Josh le palpó la muñeca. Tenía el pulso débil, aunque no era gran cosa. Una lágrima le cayó del ojo sobre la cara de ella.
Swan aspiró el aire agudamente y lo soltó después con un lento gemido. Su cuerpo se estremeció y empezó a regresar de un lugar que estaba muy oscuro y muy frío.
—¿Swan? ¿Me oyes?
Una voz… muy amortiguada y muy lejana, una voz que le hablaba. Creyó reconocerla. Le dolían las manos…, oh, cuánto le dolían.
—¿Josh?
Su voz apenas había sido un susurro, pero a Josh el corazón le dio un vuelco de alegría.
—Sí, cariño. Soy Josh. Ahora quédate tranquila. Vamos a llevarte a donde haya calor. —Se levantó, con la muchacha en sus brazos, y se volvió hacia el herido y agotado caballo—. También voy a encontrar un lugar caliente para ti. Vamos, Mulo.

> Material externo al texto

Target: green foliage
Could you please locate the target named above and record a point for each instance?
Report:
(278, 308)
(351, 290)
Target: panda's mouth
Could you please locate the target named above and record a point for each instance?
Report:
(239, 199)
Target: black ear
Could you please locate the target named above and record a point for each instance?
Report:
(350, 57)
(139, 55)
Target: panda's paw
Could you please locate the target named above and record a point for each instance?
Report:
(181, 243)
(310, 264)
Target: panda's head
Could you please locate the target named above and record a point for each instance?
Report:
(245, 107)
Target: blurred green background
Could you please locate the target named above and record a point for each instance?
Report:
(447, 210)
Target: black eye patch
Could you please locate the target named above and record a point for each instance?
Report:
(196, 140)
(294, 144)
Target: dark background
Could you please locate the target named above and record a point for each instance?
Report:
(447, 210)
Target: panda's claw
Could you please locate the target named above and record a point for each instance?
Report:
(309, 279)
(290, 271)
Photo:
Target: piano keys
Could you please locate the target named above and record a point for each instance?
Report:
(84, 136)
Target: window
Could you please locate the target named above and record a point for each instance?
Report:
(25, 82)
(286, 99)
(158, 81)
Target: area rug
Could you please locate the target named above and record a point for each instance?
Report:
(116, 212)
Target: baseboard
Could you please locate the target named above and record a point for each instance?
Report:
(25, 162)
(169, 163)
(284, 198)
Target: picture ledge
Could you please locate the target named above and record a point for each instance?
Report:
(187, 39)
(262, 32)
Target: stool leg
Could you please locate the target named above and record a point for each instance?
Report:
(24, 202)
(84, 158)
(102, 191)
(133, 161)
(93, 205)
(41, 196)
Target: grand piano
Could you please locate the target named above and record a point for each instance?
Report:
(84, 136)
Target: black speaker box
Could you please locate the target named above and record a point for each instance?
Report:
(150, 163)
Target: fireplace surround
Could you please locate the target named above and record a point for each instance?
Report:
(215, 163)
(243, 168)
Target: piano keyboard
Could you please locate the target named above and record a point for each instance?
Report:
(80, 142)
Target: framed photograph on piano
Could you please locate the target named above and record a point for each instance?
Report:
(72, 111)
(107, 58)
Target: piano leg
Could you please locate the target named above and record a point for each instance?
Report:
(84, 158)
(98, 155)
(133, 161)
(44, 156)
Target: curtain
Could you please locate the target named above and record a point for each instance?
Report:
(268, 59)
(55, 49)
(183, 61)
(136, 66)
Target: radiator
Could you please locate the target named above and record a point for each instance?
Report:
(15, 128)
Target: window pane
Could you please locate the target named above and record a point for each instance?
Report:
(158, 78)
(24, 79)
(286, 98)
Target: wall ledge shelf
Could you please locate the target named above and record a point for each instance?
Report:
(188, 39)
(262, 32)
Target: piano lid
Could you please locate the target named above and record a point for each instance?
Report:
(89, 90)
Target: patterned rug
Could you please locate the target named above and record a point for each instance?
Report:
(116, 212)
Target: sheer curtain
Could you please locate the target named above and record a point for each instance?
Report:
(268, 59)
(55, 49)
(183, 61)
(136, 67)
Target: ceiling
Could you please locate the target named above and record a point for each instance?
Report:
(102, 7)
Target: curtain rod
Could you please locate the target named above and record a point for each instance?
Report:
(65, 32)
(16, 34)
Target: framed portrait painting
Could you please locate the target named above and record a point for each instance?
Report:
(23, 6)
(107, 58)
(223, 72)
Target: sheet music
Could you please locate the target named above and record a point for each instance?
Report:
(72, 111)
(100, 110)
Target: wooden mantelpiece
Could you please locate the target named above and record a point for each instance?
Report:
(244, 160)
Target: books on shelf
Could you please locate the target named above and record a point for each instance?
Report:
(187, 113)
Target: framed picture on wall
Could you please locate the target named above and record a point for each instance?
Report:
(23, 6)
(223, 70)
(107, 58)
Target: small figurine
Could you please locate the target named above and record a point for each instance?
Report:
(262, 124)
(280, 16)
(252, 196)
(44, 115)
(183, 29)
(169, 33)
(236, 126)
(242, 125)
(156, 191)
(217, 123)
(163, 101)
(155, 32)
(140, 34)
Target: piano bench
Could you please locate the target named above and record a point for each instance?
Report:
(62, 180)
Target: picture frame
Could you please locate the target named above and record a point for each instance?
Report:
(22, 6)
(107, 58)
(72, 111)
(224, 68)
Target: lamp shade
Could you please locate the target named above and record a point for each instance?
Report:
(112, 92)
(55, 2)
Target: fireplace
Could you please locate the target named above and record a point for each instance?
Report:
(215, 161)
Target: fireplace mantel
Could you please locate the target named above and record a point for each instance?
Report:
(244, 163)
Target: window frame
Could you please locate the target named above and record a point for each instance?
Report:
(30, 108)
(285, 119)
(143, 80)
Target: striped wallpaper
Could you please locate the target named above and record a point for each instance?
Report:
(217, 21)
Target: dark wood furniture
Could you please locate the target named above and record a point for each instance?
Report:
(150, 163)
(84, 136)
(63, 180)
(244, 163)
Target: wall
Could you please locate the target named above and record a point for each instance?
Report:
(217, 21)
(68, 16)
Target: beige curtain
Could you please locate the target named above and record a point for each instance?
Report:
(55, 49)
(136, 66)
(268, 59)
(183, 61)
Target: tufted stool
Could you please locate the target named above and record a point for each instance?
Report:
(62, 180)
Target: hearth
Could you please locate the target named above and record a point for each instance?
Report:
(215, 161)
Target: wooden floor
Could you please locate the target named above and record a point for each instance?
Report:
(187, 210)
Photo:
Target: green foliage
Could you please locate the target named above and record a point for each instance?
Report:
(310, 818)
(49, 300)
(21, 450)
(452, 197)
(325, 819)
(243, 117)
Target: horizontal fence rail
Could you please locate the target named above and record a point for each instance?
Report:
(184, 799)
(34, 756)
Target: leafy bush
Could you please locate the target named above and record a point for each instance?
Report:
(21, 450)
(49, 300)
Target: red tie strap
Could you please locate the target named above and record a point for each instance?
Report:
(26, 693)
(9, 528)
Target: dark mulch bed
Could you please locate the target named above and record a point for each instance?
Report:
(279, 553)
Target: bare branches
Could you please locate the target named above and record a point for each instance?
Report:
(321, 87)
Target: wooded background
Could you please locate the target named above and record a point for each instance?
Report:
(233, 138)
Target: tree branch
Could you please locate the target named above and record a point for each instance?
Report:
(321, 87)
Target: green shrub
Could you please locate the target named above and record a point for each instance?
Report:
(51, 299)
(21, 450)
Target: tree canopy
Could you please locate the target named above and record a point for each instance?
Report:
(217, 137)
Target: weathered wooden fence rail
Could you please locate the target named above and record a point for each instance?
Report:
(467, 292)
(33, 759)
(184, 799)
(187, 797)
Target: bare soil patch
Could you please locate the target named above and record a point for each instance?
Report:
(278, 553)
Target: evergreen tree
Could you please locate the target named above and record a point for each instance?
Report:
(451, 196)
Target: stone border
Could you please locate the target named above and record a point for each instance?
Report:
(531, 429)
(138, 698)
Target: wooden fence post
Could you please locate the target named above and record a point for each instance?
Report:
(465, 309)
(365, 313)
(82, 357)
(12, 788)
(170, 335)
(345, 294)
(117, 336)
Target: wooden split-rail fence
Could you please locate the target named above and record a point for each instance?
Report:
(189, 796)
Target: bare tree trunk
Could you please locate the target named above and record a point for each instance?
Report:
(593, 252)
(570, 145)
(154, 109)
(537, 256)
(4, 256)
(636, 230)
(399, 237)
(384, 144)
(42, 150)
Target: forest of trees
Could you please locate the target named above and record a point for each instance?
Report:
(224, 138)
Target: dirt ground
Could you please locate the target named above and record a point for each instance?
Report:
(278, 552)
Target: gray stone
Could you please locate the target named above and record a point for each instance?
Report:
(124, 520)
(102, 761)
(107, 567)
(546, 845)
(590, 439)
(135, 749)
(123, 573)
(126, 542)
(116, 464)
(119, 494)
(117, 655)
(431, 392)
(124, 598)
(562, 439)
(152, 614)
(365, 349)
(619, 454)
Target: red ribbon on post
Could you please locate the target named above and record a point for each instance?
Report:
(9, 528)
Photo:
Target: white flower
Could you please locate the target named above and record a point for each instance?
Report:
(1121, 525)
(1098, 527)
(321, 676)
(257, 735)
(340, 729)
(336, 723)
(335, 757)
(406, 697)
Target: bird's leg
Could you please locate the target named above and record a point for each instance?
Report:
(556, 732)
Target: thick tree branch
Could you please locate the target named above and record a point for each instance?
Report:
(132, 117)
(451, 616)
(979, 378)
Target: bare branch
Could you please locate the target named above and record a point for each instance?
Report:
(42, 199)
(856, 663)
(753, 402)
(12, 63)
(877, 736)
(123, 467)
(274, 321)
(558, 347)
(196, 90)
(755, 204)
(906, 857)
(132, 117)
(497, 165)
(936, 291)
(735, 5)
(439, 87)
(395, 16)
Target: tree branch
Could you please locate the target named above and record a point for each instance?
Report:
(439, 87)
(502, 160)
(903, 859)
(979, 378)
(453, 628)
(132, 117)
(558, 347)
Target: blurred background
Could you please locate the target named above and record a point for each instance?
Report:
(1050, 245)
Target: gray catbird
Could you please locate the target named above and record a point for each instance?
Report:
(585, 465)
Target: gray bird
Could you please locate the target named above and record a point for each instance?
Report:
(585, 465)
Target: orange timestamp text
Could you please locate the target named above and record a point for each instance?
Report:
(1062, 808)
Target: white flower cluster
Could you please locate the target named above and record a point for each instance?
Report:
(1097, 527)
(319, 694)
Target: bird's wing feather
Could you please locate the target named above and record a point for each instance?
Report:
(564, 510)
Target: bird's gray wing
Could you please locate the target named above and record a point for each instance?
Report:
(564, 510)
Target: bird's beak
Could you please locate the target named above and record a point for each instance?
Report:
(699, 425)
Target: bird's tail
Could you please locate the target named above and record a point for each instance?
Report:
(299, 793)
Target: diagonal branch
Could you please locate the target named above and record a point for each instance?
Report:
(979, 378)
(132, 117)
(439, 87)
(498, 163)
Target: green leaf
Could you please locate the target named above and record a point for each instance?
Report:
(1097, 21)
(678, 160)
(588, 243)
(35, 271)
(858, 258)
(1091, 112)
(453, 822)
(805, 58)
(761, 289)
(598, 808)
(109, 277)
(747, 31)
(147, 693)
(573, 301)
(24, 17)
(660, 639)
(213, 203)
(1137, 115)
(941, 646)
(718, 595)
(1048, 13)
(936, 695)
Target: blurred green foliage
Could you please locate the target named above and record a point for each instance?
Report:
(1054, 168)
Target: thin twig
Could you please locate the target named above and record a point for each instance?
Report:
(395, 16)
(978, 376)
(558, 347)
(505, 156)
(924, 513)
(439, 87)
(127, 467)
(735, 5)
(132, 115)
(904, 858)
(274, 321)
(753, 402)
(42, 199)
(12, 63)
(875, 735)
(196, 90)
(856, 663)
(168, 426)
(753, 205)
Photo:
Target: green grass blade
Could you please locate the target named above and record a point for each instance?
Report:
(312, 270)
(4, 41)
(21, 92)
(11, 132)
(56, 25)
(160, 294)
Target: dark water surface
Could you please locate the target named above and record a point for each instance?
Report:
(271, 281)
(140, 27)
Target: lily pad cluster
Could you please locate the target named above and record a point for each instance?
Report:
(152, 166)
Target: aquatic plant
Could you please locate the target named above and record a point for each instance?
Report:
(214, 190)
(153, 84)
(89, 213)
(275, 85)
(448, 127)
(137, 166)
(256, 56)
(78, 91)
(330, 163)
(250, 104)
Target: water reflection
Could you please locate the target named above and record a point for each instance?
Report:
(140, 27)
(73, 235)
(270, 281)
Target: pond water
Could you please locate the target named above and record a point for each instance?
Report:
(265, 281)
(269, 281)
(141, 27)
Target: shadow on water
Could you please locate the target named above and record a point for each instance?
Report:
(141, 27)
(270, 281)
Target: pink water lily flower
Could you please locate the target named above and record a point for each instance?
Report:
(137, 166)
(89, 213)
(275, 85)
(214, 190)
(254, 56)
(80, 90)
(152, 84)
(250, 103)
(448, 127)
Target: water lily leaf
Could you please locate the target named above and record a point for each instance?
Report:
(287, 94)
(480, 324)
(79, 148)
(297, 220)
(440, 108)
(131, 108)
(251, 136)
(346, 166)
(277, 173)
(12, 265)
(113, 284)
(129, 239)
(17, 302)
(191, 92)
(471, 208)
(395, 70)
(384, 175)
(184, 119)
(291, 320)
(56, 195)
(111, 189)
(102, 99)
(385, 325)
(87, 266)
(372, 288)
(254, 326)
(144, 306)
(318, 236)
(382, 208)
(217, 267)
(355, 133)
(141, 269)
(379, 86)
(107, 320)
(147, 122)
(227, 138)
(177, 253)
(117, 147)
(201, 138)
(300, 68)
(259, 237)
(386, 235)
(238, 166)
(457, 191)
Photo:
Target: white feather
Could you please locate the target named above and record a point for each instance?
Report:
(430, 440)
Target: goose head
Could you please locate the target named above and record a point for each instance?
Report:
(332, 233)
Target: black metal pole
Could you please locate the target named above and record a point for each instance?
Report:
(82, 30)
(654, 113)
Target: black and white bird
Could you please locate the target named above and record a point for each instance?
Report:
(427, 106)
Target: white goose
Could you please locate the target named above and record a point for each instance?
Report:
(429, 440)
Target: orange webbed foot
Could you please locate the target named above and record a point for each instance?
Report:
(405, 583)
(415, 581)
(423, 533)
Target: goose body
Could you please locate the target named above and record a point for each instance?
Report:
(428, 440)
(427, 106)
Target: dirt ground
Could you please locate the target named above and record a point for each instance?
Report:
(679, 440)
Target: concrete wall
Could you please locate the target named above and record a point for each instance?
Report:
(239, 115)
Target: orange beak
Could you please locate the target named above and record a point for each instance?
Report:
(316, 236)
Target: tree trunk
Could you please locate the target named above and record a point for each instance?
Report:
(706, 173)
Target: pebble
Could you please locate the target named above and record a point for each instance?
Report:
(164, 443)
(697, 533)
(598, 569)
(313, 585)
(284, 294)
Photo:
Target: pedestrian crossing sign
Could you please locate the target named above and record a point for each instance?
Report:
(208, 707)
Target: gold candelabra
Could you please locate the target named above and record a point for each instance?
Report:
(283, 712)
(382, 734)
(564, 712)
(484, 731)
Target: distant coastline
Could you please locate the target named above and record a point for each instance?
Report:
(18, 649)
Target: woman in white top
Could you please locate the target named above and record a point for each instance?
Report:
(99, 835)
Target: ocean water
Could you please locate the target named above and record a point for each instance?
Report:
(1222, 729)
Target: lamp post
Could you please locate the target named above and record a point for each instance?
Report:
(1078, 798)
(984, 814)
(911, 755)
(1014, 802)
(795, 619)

El caballo se incorporó con un esfuerzo y empezó a seguirlos.
Aaron vio la vara de zahorí de Swan en el suelo, sobre la nieve, y la recogió. Tanteó con curiosidad el cuerpo del lince muerto que mostraba un segundo cuello y una cabeza sobresaliéndole del vientre. Luego echó a correr detrás de Josh y de su madre.
Más adelante, Swan trató de abrir su único ojo. El párpado parecía cerrado y sellado. Un fluido viscoso se desprendía de una esquina y el ojo le quemaba tan ferozmente que tuvo que morderse el interior del labio para no ponerse a gritar. El otro ojo, sellado desde hacía tiempo, le palpitaba en su órbita. Levantó una mano para tocarse la cara, pero sus dedos no la obedecieron.
Josh la escuchó susurrar algo.
—Ya casi hemos llegado, cariño. Sólo faltan unos pocos minutos. Resiste ahora.
Sabía que había estado muy cerca de la muerte allí fuera, y que posiblemente aún lo estaba. Ella volvió a decir algo, y esta vez él comprendió lo que decía, a pesar de lo cual preguntó:
—¿Qué?
—Mi ojo —dijo Swan, tratando de hablar con serenidad, aunque con la voz quebrada—. Josh… me he quedado ciega.